Atmanu was a Sleath."

I groaned, but I didn't
bother to tell him that I had been framed. He was a Tetron, and he would simply
have reminded me that I would be presumed innocent until I'd actually been
proven guilty in a court of law, just like any other item of filthy scum the
peace-officers swept up from the gutter. Not that he'd actually have
said
the last part, but he'd have reminded me anyway.

"I need to get
cleaned up," I told him. "Then I need something to soothe my aching
head. Then I need a lawyer—can you find me one?"

"The
control-panel operating the bathroom facilities is located at the head of the
bed," he told me, patiently. "The cubicle has a medicare facility,
although you will have to volunteer a second blood sample if you require
controlled drugs. Did you have any particular lawyer in mind?"

"No.

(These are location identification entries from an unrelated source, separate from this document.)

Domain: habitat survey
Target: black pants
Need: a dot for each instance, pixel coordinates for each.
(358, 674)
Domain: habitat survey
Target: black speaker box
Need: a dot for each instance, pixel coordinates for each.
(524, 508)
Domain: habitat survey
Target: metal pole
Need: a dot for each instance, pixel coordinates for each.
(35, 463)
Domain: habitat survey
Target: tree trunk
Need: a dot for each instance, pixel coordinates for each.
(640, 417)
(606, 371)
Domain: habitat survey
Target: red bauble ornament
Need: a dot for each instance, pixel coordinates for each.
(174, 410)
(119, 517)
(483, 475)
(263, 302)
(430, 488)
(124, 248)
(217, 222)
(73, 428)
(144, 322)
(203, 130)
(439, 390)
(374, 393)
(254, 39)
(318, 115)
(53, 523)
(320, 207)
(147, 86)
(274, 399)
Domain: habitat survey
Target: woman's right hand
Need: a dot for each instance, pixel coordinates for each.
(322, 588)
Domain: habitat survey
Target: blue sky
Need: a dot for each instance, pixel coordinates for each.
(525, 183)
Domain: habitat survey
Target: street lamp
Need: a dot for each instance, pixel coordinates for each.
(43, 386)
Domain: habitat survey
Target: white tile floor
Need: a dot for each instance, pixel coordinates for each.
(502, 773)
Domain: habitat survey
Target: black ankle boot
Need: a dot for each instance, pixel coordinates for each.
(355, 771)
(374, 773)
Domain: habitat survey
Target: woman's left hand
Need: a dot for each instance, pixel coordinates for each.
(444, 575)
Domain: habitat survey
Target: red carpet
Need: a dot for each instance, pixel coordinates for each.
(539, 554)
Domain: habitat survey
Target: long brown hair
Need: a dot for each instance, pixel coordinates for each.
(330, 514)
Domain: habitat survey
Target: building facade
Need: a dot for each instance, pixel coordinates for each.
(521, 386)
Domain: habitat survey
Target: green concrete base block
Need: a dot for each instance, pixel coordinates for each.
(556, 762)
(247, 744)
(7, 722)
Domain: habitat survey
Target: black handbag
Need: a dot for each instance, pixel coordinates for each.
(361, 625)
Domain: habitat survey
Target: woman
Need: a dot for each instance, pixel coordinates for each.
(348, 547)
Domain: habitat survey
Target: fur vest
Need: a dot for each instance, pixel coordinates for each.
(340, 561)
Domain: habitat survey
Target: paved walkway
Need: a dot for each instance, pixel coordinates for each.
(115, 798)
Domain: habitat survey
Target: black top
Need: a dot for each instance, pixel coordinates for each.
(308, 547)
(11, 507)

Can you
call Aleksandr Sovorov at the Co-ordinated Research Establishment and tell him
that I'm here? He probably knows half a dozen lawyers who'll take humans as
clients, if there are that many in Skychain City."

"I will do
that," the guard said. "Is there anyone else you would like me to
notify regarding your arrest and incarceration?"

"Saul
Lyndrach," I said. "He lives in sector six. I can't remember his
number, but he's on the database. I can get a drink of water in the bathroom, I
suppose?"

"Of
course," he said, seeming mildly offended at the implied slur on the
quality of Tetron prisons. "There is also a laundry facility. Do you need
instruction in the operation of these fitments?"

"No, I live in
a Tetron-built apartment—it's not as luxurious as this, of course, but I think
I can figure out which virtual buttons to press. Thanks. What's your name, by
the way?"

"69-Aquila,"
he told me, with a slight inclination of the head.

When he'd gone, I went
to the bed head control panel and found the button that would open the
bathroom. Once I'd managed to display the virtual keyboard underneath the
bathroom wallscreen, it wasn't too difficult to figure out how to activate the
water-fountain, open the laundry chute and switch on the shower. I didn't
bother with the medicare facility; I figured that it would be simpler to live
with the headache than work my way through an interrogation in parole, complete
with blood samples, just to get a Tetron aspirin. By the time my clothes and I had
both been thoroughly cleaned I felt better anyway—or would have done, if I hadn't
been so acutely conscious of the fact that I'd been fitted up for murder.